Buddha Nullah, literally meaning "old rivulet or "old watercourse", originates at village Koom Kalan of Ludhiana and it runs parallel to the Satluj on its south for a fairly large section of its course in the Ludhiana district and ultimately joins the Satluj at Walipur Kalan in the northwestern corner of the district. Cities of Ludhiana and Machhiwara are situated to the south of the Buddha Nala.

Under the high-bank of the old course of the Sutlej emerges the Buddha Nullah, where is a perennial stream that originates at Chamkaur and enters Ludhiana district near Bahlopur, passing nearby the city of Ludhiana, re-entering the Sutlej at Jagraon Tehsil, near the district boundary with the neighbouring Firozpur district.

==Pollution and clean-up==
The Buddha Nullah is polluted, with its polluted waters entering the Sirhind Feeder meant for irrigation and subsequently polluting downstream branches, such as the Abohar Branch. In 2006, a Ludhiana-based human rights organization, filed a case regarding the state of this nullah in the Punjab State Human Rights Commission (PSHRC) and even invited environmentalist, Balbir Singh Seechewal, who had earlier cleaned the 164-km-long highly polluted Kali Bein rivulet with the help of his followers and without the government aid, to take the cause of cleaning up the nullah.
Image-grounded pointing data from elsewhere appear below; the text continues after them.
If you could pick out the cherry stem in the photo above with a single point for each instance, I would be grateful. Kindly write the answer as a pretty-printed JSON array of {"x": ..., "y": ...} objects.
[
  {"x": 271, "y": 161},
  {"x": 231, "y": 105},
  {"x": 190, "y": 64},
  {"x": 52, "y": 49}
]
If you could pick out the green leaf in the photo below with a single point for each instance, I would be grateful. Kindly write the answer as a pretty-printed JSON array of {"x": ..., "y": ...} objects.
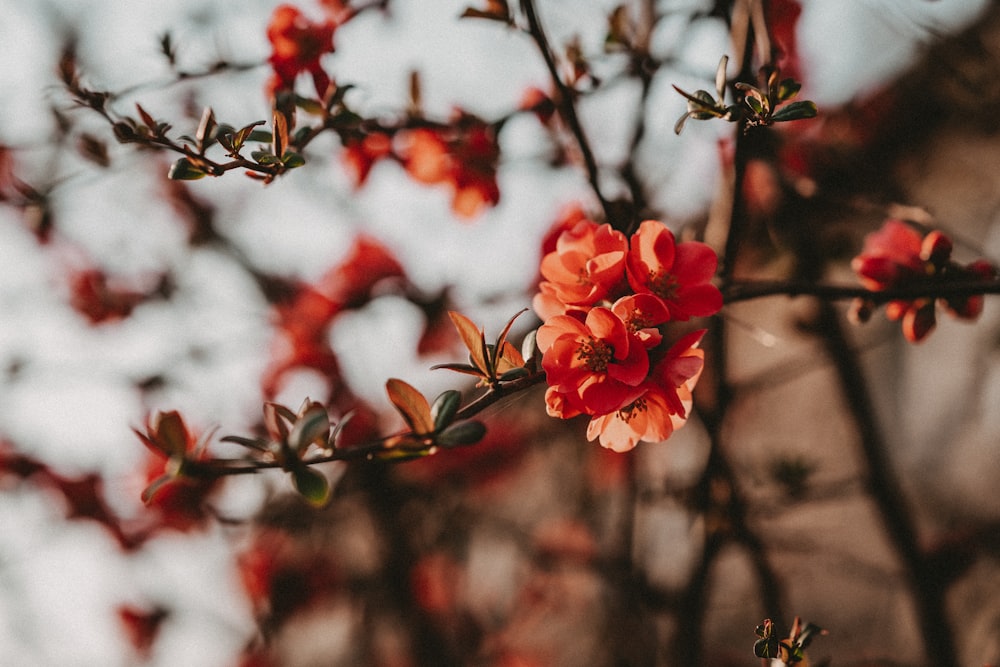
[
  {"x": 474, "y": 341},
  {"x": 262, "y": 136},
  {"x": 529, "y": 346},
  {"x": 311, "y": 485},
  {"x": 513, "y": 374},
  {"x": 788, "y": 88},
  {"x": 252, "y": 443},
  {"x": 796, "y": 111},
  {"x": 312, "y": 427},
  {"x": 185, "y": 170},
  {"x": 720, "y": 77},
  {"x": 468, "y": 369},
  {"x": 291, "y": 160},
  {"x": 264, "y": 157},
  {"x": 755, "y": 103},
  {"x": 463, "y": 433},
  {"x": 444, "y": 408}
]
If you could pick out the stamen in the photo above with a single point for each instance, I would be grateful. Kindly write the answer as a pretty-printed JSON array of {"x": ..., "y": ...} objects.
[{"x": 596, "y": 354}]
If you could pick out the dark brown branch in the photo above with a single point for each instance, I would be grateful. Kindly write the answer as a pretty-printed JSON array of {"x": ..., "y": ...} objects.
[
  {"x": 565, "y": 104},
  {"x": 746, "y": 290}
]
A study conducted by Punjab Agricultural University in 2008, revealed presence of toxins and heavy metals in the food chain due to use of its water, to cultivate vegetables and other crops.
This was followed by another study by the School of Public Health, Department of Community Medicine, PGIMER, Chandigarh, and the Punjab Pollution Control Board (PPCB), which also showed heptachlor, beta-endosulphan and chlorpyrifos pesticides in concentrations exceeding the maximum residue limit in samples of ground and canal water used for drinking, the pesticides were also detected in fodder, vegetables, blood, bovine and human milk samples, indicating that these have entered the food chain due to the use of agricultural run-off and irrigation of field with drain water. With increasing poisoning of the soil, the region once hailed as the home to the Green Revolution, now due to excessive use of chemical fertilizer, is being termed the "Other Bhopal", and "even credit-takers of the Revolution have begun to admit they had been wrong, now that they see wastelands and lives lost to farmer suicides in this "granary of India".
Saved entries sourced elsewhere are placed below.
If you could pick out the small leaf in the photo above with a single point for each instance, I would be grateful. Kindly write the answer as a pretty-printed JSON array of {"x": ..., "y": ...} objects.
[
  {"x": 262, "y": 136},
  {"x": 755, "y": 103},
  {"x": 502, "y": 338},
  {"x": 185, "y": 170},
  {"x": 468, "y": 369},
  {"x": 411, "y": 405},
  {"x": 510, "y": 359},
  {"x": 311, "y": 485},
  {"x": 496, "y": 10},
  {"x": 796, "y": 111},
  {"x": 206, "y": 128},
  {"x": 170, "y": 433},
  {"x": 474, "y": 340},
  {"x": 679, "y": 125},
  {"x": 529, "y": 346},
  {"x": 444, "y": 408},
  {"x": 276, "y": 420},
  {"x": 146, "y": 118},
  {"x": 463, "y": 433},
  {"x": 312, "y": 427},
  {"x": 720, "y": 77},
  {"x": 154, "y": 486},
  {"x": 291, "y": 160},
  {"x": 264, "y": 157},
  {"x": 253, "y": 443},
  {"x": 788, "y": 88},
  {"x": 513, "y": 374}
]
=== Government efforts ===
Presently, sewage treatment plants of 466 MLD (48 MLD at Jamalpur, 111 & 50 MLD at Bhattian and 152 & 105MLD at Balloke) are operational for the treatment of the sewage of Ludhiana city.
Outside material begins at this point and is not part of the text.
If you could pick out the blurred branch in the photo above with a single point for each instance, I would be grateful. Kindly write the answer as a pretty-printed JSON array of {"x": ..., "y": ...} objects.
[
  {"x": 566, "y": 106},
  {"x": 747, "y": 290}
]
In June 2009, Ludhiana district administration imposed article 144 around the nullah, banning the throwing of garbage in it, but in the following months it was scarcely implemented, despite public outcry. In the following month, the Government of Punjab, allocated Rs. 500 million for the cleaning up of the nullah., and in August, the municipal corporation in a demolition drive, removed a large number of illegal encroachments from both sides of the nullah.

In 2020 Punjab Government approved a Rs650 crore project for rejuvenation of polluted Nullah, Chief Minister asked local government to complete project under 2 years. In December 2022, the testing of newly built treatment plants began. In 2023, 95% of the work was done and in same year, 31 December was marked deadline after already missing five dates due to delay caused by COVID-19. The project was taken as the top most priority and the work was progressing fast to meet the deadline. However, the government clean-up project failed to produce results and a Buddha Dariya was not achieved. Over the past 40 years, numerous government administrations have made promises to clean the nullah but none have been successful. The toxic waters of the nullah continue to cause disease and premature-death in the localities surrounding it.

=== Private efforts ===
Balbir Singh Seechewal, who cleaned-up the Kali Bein, launched a kar seva effort to clean the Buddha Nullah in December 2024. Seechewal's clean-up efforts have been criticized as PR stunt by only sharing photographs of select, clean stretches of the nullah upstream, whilst ignoring the more polluted, downstream sections.

== Sikhism ==
The Buddha Nullah is connected to Guru Nanak, which is marked by Gurdwara Gaughat.